中庭の中央まで来て歩みを止めた香彩は、顔を上げた。雨は激しさを増し、顔に体に叩き付けるようだったが、希うように空を見上げる。
香彩は薄紅色の下衣の、胸合わせ目に右手を差し込み探った。
縛魔師が着用する下衣の胸合わせ目部分の内側には、必ず小さな内袋が縫い付けてある。

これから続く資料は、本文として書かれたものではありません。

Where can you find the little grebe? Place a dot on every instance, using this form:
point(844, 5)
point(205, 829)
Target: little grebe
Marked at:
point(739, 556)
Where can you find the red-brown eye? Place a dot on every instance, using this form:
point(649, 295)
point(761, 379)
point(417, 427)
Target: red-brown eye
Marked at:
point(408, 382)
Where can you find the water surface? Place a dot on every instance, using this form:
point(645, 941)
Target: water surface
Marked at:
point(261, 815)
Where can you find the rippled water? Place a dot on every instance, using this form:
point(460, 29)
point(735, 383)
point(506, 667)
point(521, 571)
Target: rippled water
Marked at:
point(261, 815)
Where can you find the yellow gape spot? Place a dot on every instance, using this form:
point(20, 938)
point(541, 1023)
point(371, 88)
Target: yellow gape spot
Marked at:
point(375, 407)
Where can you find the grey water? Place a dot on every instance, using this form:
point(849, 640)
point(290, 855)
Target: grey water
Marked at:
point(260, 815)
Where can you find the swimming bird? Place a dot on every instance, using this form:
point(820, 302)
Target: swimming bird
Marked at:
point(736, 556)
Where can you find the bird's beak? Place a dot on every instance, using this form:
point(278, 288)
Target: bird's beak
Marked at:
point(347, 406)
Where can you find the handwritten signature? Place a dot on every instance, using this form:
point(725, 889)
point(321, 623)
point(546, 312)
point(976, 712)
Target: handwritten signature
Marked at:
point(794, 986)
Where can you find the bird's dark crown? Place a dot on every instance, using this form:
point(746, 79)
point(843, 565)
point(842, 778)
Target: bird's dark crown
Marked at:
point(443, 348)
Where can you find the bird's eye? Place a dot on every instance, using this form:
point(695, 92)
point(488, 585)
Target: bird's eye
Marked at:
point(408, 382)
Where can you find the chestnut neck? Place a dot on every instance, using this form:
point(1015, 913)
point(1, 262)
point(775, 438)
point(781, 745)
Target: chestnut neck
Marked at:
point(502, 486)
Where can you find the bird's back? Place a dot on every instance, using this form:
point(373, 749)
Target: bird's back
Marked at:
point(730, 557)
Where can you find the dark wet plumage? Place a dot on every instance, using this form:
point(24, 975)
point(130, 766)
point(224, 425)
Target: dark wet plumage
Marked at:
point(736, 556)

この中には様々な用途に使える、術力媒体用の札を数枚入れておくことが決められていた。
取り出した札を天へと掲げる。
白地に紅筆で紋様の描かれたそれは、式を飛ばす為の、もしくは式を召喚する為のものだ。
不思議な力を持つその札を、祀祗 札という。雨が染み込み重くなっていく下衣の袖口と袂に比べて、祀祗札は雨に決して濡れることはなく、紋様もまた滲むことはない。
(……ああ、祀祗札は反応している)
己の中にある術力に応えた時、この札は今のような不思議な現象を見せる。
自分の思い違いだったのだろうか。
他の者の気配が全く感じられなかったのも、いつも見えていた自身の術力が見えなかったのも、成人の儀で消耗していたものがまだ回復していなかっただけなのか。
香彩は空いているもう片方の手で、印を結び、『力ある言葉』を紡ぐ。
確かめたかった。
本当に自分は……。
「……伏して願い奉 る」
だが祀祗札は。
これ以上の反応を見せない。
「──伏して願い奉 る!!」
本来ならば初めの言葉で、蒼白い光を帯びるはずのそれは、どんなに『力ある言葉』を叫んでも、呼応を示さなかった。
そんな希う言葉を掻き消すかのように、雨は容赦なく香彩の肌を打つ。
不意に雨が目に入り、香彩は蹲 った。
祀祗札が手から離れ、強い風に攫われて空へ舞い上がる。まるで自らの意志を持って、香彩から遠ざかるかのように。
「……は」
香彩は嗤った。
冷 ら笑って、拳を地面に叩きつけた。
「……こんな……」
土に汚れ、雨にすっかり濡れてしまった、己の手の平を見る。
いつもなら見えるはずの術力の膜が、どうしても見えない。
見えない上に視界がだんだんとぼやけていくのは、どうしてだろう。
(──間に合わなかった……?)
(それとも他に何か原因がある……?)
(何の為に僕は……!?)
──あの狂宴でふたりの前で舞ったのか。
香彩は再び空を仰いだ。
雨が容赦なく、端正な顔を叩く。
耐え切れなくて、目を閉じる。
掻き消されていく哀哭に。
濡れてしまった頬から落ちる雨が、何とも苦い。